Slow Burner PRESUMED INNOCENT

  • The law according to Scott Turow is pretty much as we imagine it in our worst-case scenarios, which are, of course, essentially indistinguishable from our paranoid nightmares. The itchy authenticity with which he showed how even an expert in the legal system can be caught up in one of its patented narratives of false accusation made his novel Presumed Innocent a best seller.

    The book is also the kind of material Alan J. Pakula was put on earth to direct. Klute, The Parallax View and All the President's Men are all marvelously intricate visions in which otherwise quite knowing individuals are slowly forced to the awareness that they are being victimized -- no, terrorized -- by other people's unscrupulous rage to maintain respectable order at any cost. Yet conscientiously as this movie has been made, it does not work as well as the novel did or as some of Pakula's other films have.

    Conscientiousness may, indeed, be part of the problem. In converting the story of Rusty Sabich (Harrison Ford), a public prosecutor forced by circumstantial evidence and local political imperatives to stand trial for the murder of Carolyn Polhemus (Greta Scacchi), an upper-slutty colleague, Pakula seems overawed by the book's critical and popular success. Whatever its other virtues, Presumed Innocent was basically a page turner; the movie is a slow burner.

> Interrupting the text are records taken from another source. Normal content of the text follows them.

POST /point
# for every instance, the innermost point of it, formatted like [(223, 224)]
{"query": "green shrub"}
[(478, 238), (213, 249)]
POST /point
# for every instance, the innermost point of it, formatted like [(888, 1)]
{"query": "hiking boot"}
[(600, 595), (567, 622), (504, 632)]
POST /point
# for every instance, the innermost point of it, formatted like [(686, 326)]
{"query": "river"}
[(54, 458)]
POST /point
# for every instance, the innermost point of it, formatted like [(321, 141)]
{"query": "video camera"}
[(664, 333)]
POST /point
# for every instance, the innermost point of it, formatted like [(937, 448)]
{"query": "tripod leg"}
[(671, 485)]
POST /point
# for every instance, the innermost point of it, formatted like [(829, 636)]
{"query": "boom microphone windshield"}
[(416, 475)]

    The burnished glow of the cinematography imparts a portentous, not to say pretentious, air to the halls of justice where much of the film's most significant action occurs. The scruffy atmosphere of the book, the sense of lively, crooked, occasionally desperate human scurryings along marbled halls that have not been cleaned in years, and are probably lined by spittoons, is lost in the film's elegant shadows.

    The filmmakers also fail to cure the central defect of the novel's plotting. Carolyn's murderer has an excellent motive both for killing her and for making sure Sabich, Carolyn's sometime lover, is accused of the crime. Sabich is like the traditional Hitchcock hero: not guilty of the crime he is accused of but guilty of other moral malfeasance. But it is hard to accept the possibility that the real perpetrator would leave his escape from the trap entirely to chance.

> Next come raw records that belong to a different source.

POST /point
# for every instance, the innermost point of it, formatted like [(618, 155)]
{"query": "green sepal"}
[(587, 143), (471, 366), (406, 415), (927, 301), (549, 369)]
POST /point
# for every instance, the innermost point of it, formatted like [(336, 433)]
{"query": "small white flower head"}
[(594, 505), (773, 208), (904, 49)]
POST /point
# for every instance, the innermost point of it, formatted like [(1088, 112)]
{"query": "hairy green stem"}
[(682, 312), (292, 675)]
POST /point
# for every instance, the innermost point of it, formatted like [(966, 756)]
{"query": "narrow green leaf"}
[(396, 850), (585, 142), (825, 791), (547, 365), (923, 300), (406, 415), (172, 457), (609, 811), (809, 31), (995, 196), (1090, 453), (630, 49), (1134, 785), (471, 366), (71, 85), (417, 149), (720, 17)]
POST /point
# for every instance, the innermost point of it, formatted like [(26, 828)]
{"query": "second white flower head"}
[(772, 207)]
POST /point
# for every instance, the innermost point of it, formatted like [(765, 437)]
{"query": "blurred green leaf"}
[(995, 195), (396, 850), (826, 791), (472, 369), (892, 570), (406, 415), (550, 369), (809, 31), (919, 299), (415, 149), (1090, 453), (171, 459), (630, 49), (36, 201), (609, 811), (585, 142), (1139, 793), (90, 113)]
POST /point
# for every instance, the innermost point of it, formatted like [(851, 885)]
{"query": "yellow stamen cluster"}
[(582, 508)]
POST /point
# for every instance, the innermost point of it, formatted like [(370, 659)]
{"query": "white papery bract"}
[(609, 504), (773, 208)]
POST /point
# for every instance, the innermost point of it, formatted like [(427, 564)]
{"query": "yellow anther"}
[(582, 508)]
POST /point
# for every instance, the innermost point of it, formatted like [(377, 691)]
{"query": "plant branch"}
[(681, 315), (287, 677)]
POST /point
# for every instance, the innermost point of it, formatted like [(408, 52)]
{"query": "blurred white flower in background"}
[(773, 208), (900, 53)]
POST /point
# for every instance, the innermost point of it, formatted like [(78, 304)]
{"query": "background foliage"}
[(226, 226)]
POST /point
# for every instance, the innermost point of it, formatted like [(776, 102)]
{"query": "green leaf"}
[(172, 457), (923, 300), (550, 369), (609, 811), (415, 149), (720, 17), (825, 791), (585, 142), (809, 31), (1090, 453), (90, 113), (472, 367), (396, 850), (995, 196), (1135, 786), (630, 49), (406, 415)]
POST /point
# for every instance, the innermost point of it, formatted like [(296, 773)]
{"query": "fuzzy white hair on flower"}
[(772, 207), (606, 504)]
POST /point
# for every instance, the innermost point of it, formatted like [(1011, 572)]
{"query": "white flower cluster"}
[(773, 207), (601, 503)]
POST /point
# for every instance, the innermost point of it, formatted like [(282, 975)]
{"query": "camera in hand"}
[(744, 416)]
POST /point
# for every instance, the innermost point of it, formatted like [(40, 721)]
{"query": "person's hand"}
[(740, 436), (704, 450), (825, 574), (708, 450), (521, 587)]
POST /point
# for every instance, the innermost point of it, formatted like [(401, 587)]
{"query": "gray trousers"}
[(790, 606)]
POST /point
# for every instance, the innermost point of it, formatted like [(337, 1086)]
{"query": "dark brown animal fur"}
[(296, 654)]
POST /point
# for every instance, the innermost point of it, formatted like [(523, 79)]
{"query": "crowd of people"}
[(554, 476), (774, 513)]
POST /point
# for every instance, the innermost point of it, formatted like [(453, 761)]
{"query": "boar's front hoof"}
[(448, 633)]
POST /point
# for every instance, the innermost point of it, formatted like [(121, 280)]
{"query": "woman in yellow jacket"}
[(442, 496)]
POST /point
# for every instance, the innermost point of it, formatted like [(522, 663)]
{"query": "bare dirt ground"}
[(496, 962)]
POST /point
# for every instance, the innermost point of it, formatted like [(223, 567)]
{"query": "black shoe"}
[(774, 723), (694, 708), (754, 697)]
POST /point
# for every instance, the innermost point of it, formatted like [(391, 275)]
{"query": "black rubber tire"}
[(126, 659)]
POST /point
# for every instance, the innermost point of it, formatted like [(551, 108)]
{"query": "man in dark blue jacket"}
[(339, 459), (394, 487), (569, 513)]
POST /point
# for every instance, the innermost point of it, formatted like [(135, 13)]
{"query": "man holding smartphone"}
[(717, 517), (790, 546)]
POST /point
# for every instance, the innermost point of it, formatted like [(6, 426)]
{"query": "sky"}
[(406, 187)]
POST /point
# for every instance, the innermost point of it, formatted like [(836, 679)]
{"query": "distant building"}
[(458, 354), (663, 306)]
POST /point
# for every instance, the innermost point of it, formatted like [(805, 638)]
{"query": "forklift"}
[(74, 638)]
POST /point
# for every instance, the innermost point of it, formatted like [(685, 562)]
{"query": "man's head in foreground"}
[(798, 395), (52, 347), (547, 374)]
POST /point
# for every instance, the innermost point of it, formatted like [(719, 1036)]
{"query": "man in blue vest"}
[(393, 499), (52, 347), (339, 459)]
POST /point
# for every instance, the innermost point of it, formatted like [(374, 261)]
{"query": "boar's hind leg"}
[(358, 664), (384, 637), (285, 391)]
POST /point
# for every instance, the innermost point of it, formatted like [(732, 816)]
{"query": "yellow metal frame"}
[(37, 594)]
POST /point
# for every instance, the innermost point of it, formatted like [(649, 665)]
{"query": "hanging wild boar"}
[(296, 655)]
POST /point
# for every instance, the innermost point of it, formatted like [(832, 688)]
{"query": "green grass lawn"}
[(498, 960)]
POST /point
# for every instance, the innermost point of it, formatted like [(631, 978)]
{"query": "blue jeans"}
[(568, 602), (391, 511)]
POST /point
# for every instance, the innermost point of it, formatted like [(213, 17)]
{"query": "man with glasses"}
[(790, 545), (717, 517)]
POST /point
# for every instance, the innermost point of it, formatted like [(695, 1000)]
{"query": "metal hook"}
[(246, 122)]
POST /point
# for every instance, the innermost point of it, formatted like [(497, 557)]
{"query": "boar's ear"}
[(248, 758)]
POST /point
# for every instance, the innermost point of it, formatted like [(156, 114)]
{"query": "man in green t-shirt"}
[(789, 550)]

    It is equally hard to understand Ford's owlish performance as Sabich. He is supposed to be a smart, aggressive lawyer, tops at his trade. But Ford is mostly dull and inward looking, at best cranky where he should be vigorous and resourceful. There are some excellent things in Presumed Innocent: Scacchi's erotic heat as she lures Sabich into adultery; Paul Winfield's sardonic knowingness as he presides over Sabich's trial; Brian Dennehy's deadly impassivity as he betrays a friend to protect his career. Each anatomizes a subspecies of the political animal with finely observed accuracy. Each gives a lift to the movie, but not enough to overcome its drag and get it airborne.